A Beerian effective organization would avoid the tyrannies of both structure and structurelessness

But some online communities — artist collectives, political activists, nerdy friend groups  — are experimenting with new technological and social possibilities like private Discords and DAOs to address longstanding collective action problems that plague organizations that try to scale up without explicit hierarchy. Discord is one example of a platform where potentially large groups can break into smaller groups to discuss specific issues, to store information, and to flexibly devolve moderation with less risk of the context collapse and algorithmic attention gamification that happens on corporate platforms.

These organizations face the same fundamental tradeoff as the autonomously organized Chilean factories that Beer hoped to fit into the larger economic system. A Beerian effective organization would avoid the tyrannies of both structure and structurelessness, achieving internal stability while remaining flexible enough to adapt. The individuals comprising an organization are both empowered and responsible, acting to solve local problems in small groups and to communicate with the larger group when necessary. The larger group has an understanding of the shape of the entire organization, is incorporating from individuals and smaller groups, and can re-arrange itself if the need arises. And there is a parallel relationship between the larger group and the society as a whole: there are other groups, doing other things, and they can communicate about society-wide problems that arise. This sometimes means that the groups will be rearranged, that some groups should be recombined to form new groups.

One of the most important advantages of a market economy is the “creative destruction” entailed by some corporations going bankrupt, freeing up labor and capital for new purposes. This function would be served, in Beer’s model, by something like a management consultant (someone like himself: a cybernetician). But just as important is ensuring that people are assured that this creative destruction does not endanger their livelihoods, that there is sufficient slack in the system. Throughout, the individuals comprising the society need to have access to the crucial information and to be capable and willing to experiment, learn, and adapt.

The internet will not improve if the overwhelming majority of users’ continue to approach it solely as consumers. We need to accept the responsibility of producing and regulating the internet, to create and inhabit digital institutions that respect and empower the fullness of our humanity rather than reduce us to Like/Subscribe/Share cogs in the machine of digital commodity circulation.

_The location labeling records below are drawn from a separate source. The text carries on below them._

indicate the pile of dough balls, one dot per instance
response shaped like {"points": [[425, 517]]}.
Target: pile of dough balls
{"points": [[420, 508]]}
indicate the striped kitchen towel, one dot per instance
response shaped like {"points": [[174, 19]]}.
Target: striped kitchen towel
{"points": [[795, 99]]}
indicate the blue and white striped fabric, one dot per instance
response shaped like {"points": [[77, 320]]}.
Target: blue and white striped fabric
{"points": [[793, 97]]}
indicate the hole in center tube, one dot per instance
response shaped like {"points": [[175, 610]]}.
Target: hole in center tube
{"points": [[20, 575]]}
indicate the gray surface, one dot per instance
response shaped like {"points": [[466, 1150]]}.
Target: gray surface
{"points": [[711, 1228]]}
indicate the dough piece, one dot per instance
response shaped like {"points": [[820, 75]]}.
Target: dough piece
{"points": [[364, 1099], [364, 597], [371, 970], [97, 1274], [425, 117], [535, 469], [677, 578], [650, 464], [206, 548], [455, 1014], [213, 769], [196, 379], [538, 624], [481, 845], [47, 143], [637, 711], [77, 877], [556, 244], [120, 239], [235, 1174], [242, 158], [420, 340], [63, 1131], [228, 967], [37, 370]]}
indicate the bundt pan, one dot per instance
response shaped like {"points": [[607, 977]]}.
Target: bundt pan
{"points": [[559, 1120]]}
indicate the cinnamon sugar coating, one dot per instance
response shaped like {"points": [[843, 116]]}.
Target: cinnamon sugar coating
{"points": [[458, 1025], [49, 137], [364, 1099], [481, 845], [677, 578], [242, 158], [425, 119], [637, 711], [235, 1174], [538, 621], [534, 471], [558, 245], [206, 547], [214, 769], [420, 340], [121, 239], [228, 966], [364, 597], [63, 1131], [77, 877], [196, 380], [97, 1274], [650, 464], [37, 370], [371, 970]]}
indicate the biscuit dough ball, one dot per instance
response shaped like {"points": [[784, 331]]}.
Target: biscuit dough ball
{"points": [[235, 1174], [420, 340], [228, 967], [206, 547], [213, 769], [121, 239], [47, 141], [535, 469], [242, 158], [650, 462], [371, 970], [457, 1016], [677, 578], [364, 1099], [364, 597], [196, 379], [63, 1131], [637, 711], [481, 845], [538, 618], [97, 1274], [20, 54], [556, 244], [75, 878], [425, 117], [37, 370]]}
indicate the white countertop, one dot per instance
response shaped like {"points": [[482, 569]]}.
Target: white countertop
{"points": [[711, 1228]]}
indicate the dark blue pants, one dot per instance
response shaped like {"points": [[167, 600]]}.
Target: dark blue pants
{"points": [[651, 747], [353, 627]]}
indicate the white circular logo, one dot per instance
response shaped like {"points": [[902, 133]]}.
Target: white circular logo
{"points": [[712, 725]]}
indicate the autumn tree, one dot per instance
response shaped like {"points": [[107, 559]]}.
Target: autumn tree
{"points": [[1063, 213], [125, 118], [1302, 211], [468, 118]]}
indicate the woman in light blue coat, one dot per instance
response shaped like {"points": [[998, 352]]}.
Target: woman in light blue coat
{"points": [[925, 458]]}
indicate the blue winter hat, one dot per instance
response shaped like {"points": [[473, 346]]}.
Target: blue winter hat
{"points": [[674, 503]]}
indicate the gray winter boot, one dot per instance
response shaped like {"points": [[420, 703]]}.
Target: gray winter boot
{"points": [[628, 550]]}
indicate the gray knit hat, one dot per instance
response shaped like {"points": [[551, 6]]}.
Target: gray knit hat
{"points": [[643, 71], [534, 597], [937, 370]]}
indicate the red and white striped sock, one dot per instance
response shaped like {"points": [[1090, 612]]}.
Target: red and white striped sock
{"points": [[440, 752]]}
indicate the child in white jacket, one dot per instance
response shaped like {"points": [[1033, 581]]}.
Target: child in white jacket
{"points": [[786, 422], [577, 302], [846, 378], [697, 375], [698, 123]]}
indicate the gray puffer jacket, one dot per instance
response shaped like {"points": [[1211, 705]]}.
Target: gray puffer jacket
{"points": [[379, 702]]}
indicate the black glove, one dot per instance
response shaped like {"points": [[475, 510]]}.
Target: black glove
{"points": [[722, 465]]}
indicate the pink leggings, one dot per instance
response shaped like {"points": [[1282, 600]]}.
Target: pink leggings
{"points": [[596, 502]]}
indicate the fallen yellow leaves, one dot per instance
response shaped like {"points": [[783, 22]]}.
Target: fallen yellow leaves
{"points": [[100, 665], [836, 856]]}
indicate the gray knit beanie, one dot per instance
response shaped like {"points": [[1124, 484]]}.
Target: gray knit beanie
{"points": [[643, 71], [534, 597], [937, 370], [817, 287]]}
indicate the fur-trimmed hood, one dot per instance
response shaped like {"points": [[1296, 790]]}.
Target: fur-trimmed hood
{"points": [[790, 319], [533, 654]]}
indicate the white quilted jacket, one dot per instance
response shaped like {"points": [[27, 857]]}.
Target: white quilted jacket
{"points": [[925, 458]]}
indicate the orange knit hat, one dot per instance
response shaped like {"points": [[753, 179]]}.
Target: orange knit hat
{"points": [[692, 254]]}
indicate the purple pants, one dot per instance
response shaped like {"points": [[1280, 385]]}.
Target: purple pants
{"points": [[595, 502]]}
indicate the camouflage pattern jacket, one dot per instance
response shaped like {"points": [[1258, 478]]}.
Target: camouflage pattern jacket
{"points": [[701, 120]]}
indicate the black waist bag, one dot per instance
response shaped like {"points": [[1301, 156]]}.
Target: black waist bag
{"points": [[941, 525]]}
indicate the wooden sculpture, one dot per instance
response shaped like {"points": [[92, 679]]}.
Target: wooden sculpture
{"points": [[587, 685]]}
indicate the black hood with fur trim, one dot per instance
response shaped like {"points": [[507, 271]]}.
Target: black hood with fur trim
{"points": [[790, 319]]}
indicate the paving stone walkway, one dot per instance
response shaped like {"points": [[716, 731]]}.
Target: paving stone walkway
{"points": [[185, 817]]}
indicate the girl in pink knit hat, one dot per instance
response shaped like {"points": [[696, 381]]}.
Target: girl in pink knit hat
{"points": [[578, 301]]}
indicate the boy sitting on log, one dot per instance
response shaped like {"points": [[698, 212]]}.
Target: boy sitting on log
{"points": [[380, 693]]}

Similarly, a better society will not miraculously arise automatically through the processes of representative democracy. The only hope is to build it collectively through trial and error and the accumulated efforts of millions of wonderfully complex humans, rather than rolling out the welcome mat for the next generation of electronic mafia. Millions of young people around the world trying to build out alternative technological infrastructures seems like a better bet for improving the internet than voting for Joe Biden over Donald Trump. Our only hope is in our collective capacities to build and regulate a society empowered by modern communication technology. No one else is coming to save us.